Asumió la presidencia de la U cuando nadie se atrevía. El club no tenía un peso y su plantel de jugadores no permitía el surgimiento de ilusiones. Con escaso tiempo en el mundo del fútbol, Waldo Greene supo, sin embargo, que si él no daba el gran paso la institución de sus amores corría el riesgo de quedar a la deriva o, lo que era peor, desaparecer. A casi tres décadas de aquella patriada reconoce que lo suyo tuvo mucho de locura. “Tenía poco más de 30 años y toda la ilusión y el ímpetu de los tipos de mi edad. A mediados de la década de los 80 la U estaba en el suelo deportiva y económicamente, y si yo no hubiera agarrado ese fierro caliente lo más probable es que el club a estas alturas sólo fuera un lindo recuerdo”, cuenta.

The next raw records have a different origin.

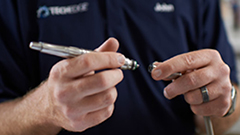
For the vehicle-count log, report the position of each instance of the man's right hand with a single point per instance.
(76, 97)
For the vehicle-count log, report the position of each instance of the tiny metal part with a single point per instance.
(172, 76)
(70, 52)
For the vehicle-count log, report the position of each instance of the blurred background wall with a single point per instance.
(231, 16)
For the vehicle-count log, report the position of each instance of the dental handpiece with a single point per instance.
(207, 120)
(70, 52)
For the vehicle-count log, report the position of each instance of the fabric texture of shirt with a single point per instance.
(147, 30)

Con 65 años, alejado del fútbol hace prácticamente un cuarto de siglo, Greene sumó como máximo personero azul más sinsabores que alegrías, pero eso no le impide mirar con nostalgia aquellos años de vacas flacas, cuando la única meta era mantener a la institución en pie. Afirma: “Por eso me da entre risa y pena cuando algunos hinchas, y no pocos periodistas, dicen que los dirigentes de aquellos tiempos nos robábamos la plata. ¡Qué plata nos íbamos a robar, si no había nada! Vivíamos capeando embargos. Al contrario: dirigir a la U a mí me costó una millonada. Tanto, que hasta hoy me pregunto cómo fue que mi familia me aguantó tanto. ¡Si hasta debieron declararme interdicto!”.

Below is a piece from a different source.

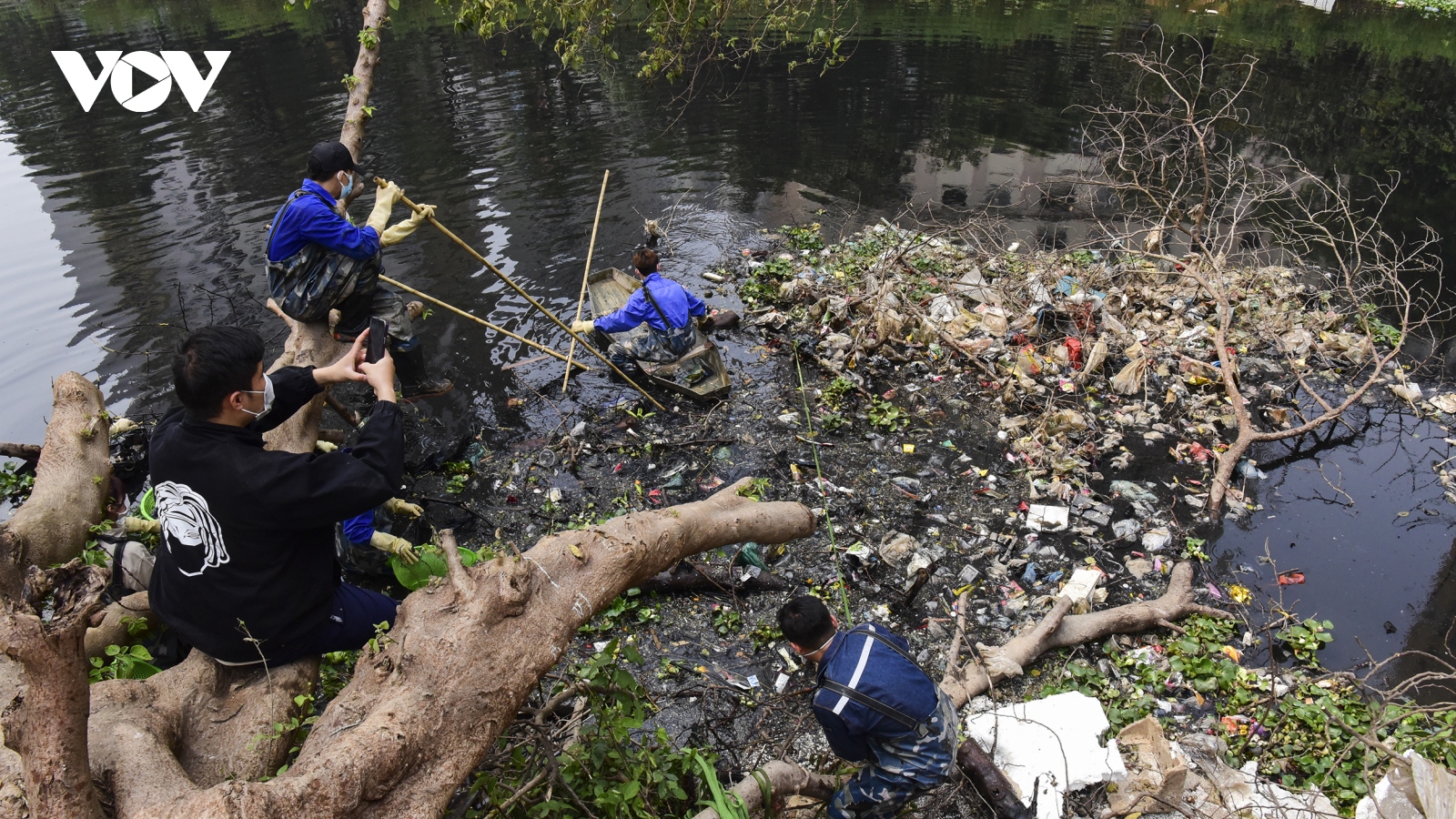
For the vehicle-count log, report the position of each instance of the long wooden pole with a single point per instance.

Con la distancia que dan los años, hoy Waldo Greene asegura: “Aquel era un fútbol lindo, muy romántico, lleno de pasión, pero claramente no podíamos seguir así. En ese sentido, creo que el Sistema de Sociedades Anónimas vino a enmendar un rumbo que iba en curso de colisión, lo que no significa que yo sea un hincha incondicional del nuevo orden. Se ganó en seriedad, responsabilidad y sobre todo en solvencia, pero en contraste se ha ido perdiendo aceleradamente el componente social, algo que el fútbol nunca debió haber dejado de lado”.

-¿Te refieres a que los clubes son manejados como cualquier otra empresa, mirando sólo los fríos números?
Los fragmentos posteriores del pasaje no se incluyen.